Friday, March 13, 2009

A Strategy For Capital Gains: Treat All Taxpayers like the Secretary of the Treasury


Section 1043 of the Internal Revenue Code permits those appointed to high-level positions in the executive branch (not Congress or the Judiciary) a one-time tax-free capital gains rollover.

Individuals who must sell assets to comply with federal ethics laws are allowed to convert them into Treasury securities or shares in broad-based mutual funds. No tax applies to the transaction until the Treasury securities or mutual funds are sold. The underlying basis carries forward so that all accumulated gains are taxed unless they are held to death, at which point basis would be stepped up to market value.

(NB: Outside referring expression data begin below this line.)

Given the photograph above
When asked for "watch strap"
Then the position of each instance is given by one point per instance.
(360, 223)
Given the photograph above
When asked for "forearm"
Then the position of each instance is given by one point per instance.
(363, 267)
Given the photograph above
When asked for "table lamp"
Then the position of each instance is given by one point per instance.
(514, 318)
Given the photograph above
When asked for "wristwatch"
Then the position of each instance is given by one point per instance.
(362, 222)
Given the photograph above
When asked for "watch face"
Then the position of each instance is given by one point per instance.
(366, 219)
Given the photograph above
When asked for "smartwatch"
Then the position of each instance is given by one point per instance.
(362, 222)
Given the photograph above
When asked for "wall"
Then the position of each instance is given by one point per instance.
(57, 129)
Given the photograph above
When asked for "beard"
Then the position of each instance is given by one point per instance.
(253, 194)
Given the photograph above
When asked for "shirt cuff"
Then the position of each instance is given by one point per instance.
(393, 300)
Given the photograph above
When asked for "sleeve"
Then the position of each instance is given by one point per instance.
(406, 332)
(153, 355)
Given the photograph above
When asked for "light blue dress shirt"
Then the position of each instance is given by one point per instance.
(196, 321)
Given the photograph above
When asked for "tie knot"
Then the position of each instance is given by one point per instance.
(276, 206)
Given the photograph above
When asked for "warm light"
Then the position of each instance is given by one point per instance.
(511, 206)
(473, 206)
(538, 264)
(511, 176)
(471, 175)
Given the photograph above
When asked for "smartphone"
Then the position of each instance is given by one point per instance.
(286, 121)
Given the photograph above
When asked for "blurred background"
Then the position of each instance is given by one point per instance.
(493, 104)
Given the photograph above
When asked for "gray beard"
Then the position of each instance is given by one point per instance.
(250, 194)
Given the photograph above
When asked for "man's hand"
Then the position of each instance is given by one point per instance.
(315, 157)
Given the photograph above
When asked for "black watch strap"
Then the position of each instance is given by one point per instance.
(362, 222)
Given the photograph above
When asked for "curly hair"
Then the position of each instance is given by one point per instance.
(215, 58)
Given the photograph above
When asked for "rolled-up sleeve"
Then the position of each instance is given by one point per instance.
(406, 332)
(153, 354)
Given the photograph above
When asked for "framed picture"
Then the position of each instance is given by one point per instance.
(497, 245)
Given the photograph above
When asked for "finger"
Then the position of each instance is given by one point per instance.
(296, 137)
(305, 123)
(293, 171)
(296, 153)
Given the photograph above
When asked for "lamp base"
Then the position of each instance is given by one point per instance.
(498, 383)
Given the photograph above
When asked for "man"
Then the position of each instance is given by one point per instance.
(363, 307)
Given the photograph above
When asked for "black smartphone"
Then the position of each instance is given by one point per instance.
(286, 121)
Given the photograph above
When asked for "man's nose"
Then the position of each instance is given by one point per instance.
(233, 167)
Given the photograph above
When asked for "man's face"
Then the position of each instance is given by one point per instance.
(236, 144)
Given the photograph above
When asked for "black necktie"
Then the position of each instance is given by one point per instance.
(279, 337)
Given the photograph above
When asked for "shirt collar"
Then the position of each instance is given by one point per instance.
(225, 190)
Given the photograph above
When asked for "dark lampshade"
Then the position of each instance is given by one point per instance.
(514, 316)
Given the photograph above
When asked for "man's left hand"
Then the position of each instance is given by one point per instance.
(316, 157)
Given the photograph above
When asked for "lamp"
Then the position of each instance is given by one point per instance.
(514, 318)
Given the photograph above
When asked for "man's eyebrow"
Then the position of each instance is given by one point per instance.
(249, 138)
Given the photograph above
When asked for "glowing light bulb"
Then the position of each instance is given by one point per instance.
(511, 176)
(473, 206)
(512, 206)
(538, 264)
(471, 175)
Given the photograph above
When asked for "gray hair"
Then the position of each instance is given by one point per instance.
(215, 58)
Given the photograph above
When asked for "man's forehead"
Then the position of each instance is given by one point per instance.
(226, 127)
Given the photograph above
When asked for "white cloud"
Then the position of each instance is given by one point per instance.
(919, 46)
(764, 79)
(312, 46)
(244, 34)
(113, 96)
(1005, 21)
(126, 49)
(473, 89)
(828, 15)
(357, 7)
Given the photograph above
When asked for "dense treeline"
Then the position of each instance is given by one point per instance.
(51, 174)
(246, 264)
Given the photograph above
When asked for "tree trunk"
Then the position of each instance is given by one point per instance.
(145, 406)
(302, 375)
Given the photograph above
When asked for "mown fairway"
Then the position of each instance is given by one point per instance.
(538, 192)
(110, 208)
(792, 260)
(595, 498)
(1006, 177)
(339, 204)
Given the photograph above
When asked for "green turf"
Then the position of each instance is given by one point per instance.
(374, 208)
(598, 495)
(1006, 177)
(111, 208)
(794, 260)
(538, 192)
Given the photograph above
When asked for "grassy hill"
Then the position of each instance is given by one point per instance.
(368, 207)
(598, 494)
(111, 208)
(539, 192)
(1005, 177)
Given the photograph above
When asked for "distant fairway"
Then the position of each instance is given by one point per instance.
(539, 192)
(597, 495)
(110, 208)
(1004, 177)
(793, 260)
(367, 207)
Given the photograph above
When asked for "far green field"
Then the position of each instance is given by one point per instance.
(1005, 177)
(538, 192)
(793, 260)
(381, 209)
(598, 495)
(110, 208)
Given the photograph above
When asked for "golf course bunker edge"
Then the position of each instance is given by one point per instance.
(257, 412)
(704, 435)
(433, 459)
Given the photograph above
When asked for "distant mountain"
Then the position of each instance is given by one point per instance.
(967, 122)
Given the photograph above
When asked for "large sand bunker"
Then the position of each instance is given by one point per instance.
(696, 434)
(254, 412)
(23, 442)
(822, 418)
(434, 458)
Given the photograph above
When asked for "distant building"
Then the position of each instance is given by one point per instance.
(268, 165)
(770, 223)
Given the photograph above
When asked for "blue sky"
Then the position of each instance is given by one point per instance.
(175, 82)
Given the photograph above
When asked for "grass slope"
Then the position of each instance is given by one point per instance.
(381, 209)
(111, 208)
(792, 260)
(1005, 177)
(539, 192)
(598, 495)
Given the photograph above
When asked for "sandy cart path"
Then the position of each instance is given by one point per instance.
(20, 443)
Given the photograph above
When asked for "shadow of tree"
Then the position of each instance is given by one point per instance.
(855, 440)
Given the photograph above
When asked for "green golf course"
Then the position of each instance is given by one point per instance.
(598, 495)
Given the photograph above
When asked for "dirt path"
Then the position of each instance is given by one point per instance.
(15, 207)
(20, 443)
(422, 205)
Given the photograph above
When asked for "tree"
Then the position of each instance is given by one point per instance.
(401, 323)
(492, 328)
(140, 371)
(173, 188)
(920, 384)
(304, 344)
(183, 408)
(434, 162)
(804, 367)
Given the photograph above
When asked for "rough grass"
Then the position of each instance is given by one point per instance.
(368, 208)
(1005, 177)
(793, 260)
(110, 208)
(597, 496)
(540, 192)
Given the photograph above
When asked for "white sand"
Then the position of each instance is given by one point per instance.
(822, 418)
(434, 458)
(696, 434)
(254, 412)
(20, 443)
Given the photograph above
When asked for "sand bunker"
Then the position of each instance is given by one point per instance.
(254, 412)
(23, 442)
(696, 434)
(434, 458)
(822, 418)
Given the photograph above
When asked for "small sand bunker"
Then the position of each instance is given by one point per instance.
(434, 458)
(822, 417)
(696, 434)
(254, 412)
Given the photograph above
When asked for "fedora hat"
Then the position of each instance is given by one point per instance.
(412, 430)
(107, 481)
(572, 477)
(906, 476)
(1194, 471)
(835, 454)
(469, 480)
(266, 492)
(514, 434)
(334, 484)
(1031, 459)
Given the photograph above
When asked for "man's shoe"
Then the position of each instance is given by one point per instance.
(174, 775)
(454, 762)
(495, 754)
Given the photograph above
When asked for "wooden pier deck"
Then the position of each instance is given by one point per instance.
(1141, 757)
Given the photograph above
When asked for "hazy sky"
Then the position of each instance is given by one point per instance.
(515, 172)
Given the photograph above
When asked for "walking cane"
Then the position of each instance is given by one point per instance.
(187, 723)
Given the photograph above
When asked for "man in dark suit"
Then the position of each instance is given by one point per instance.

This provision was extraordinarily valuable to Robert Rubin and Henry Paulson, both of whom had hundreds of millions of dollars in unrealized capital gains in Goldman Sachs stock. When they were appointed secretary of the Treasury, they were able to realize all the gains on their stock shares, saving them tens of millions of dollars in taxes, and diversify their portfolios at the same time.

What I have always found interesting about this obscure provision of the tax law is that it recognizes a principle that ought to apply to all taxpayers. That principle is that reinvested capital gains ought not to be taxed; they should be taxed only when consumed. The way we tax capital gains now, it is more of a transactions tax than a tax on income, preventing people from being able to diversify their portfolios and leaving them locked into assets on which they have large gains.